Thursday, January 14, 2010

New York Times Editorial: Discrimination on Trial, but Not on TV

New York Times Editorial: Discrimination on Trial, but Not on TV
Copyright by The New York Times
Published: January 14, 2010
http://www.nytimes.com/2010/01/14/opinion/14thu3.html?th&emc=th


The trial that started on Monday in San Francisco over the constitutionality of California’s voter-approved ban on same-sex marriage could have been a moment for the entire nation to witness a calm, deliberative debate on a vitally important issue in the era of instant communications. Instead, the United States Supreme Court made it a sad example of the quashing of public discourse by blocking the televising of the nonjury trial.

The court blocked the public broadcasting of the proceedings by its familiar 5-to-4 split. In a vigorous dissent, Justice Stephen Breyer correctly objected to the court’s highly unusual intervention. He concluded, “The public interest weighs in favor of providing access to the courts.”

The antipathy of some justices to televising Supreme Court arguments is as well known as it is wrongheaded. But the court’s stance against allowing unobtrusive C-Spanlike coverage of its own proceedings should not foreclose public viewing of this case.

There have been claims that televising the courtroom proceeding would somehow be unfair to defenders of Proposition 8, the California ballot initiative that banned same-sex marriage. They are hazy and unsubstantiated and vastly outweighed by the strong public interest in the airing of a major civil-rights issue. But the Supreme Court’s majority bought the false argument.

Over the next three weeks or so, the trial will test whether Proposition 8 violates the Constitution’s guarantee of equal protection.
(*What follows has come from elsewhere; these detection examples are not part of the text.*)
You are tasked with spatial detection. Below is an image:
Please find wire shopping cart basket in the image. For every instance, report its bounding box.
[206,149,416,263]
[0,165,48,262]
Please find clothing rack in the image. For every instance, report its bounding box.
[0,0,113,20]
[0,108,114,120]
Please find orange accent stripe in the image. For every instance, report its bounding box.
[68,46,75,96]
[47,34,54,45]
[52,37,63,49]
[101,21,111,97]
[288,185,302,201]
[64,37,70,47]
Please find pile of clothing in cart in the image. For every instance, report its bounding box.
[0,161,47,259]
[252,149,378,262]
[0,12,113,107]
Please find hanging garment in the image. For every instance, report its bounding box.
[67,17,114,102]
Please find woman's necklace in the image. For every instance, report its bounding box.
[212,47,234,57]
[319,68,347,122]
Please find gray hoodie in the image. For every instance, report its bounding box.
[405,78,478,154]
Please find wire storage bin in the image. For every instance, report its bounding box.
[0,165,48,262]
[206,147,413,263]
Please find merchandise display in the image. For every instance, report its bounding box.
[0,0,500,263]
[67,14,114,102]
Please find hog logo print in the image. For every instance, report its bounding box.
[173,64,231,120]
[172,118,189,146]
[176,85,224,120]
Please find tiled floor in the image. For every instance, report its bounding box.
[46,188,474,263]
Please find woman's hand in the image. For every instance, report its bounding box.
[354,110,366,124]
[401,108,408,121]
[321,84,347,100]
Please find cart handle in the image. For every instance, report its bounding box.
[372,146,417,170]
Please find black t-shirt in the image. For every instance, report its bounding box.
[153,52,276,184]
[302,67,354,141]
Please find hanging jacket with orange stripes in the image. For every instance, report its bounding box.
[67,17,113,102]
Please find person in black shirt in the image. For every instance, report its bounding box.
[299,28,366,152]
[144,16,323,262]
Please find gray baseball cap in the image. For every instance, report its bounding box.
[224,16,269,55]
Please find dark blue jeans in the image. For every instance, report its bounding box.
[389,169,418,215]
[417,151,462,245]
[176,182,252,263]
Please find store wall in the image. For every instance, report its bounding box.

The trial already has featured emotionally charged testimony about the marriage ban. It is a chance for close cross-examination of opponents’ bogus claims that permitting same-sex couples to wed would harm heterosexual marriage.

No matter how the trial turns out, the verdict is unlikely to be the final word. There are destined to be appeals, and the Supreme Court may well have the final say. There is considerable anxiety among supporters of same-sex marriage that the case may reach the Supreme Court too soon, while public opinion on same-sex marriage is evolving.

Those fears are understandable. But there is a strong legal case that California voters trespassed on the Constitution when they approved Proposition 8. The courtroom battle now unfolding bears close watching, and the Supreme Court should not stand in the way of Americans viewing it and reaching educated judgments.